A former online poker grinder is approaching fantasy football defenses with a simple assumption: Sports books in Las Vegas and elsewhere know more than you do about how NFL teams will perform.

Each week, Dylan Lerch posts defensive rankings on Reddit ( ) and Nerdball Magazine ( ), derived by a formula combining point spreads and totals with turnover statistics to generate weekly rankings that look far different from the season-long cheat sheets of many fantasy experts.

It's a next-level argument to streaming, and the age-old assumption you shouldn't draft a defense or kicker until the last round.

The consensus? They're hard to predict and score comparably by the end of the year. But in practice many fantasy players respond by playing whatever defense or kicker they get late in their draft and considering the positions an afterthought during the year.

That creates a hole for savvy fantasy owners to pick up valuable points each week, without the investment of a draft pick.

"These lines, they might not be 100 percent perfect, but for essentially our imprecise fantasy football purposes they are far better than any other predictive model that we have available," Lerch said. "They reflect injuries ... they reflect weather, they reflect every single scenario and variable that can describe a football game."

Lerch, who approaches fantasy football as a game that can be solved, said the effort is an attempt to gain an edge on information, as teams try to guard their plans on the field and fantasy players try to predict what's going to happen.

"You're trying to exploit your opponent's lack of information," he said.

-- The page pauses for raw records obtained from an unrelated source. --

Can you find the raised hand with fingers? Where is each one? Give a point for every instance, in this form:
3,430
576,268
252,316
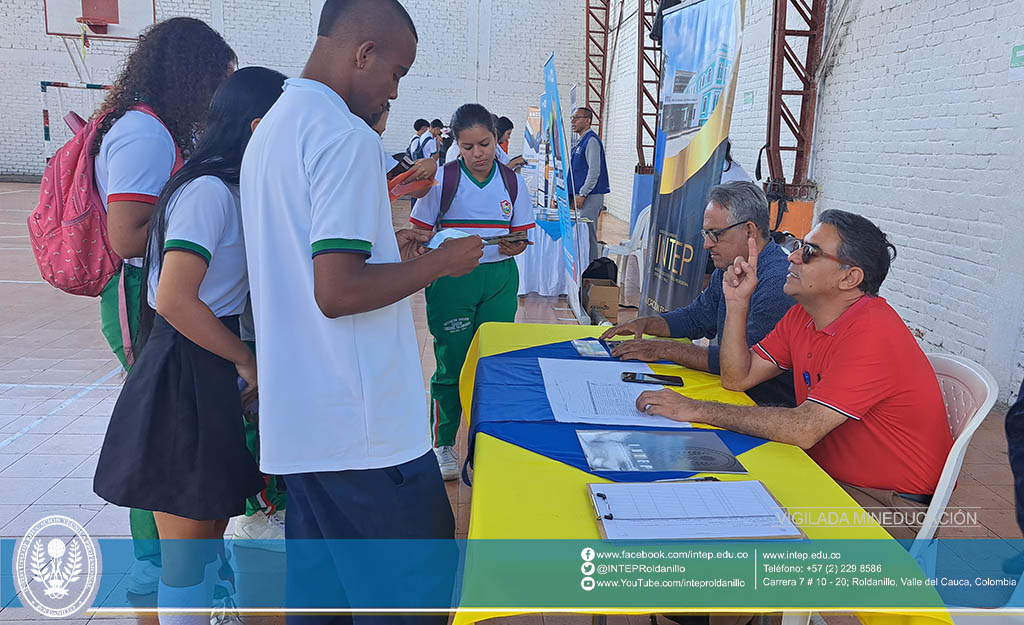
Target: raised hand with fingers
740,278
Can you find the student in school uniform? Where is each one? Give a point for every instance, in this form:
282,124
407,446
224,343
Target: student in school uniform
482,204
175,444
151,117
342,412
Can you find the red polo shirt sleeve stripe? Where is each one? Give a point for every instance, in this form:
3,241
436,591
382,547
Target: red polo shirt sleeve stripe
857,373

Entered Monday ahead in all five leagues. Ended the night 2-2-1, with the tie coming on the last play of the Houston-San Diego game when Randy Bullock made a 41-yard field goal for my opponent. One loss was by 2 fantasy points to an opponent who scored 16 points with Texans tight end Owen Daniels, while the other was to a first-time fantasy player who scored a combined 27 fantasy points with Chargers running back Ryan Mathews and the Washington Redskins defense.

Both wins came in leagues with Manning.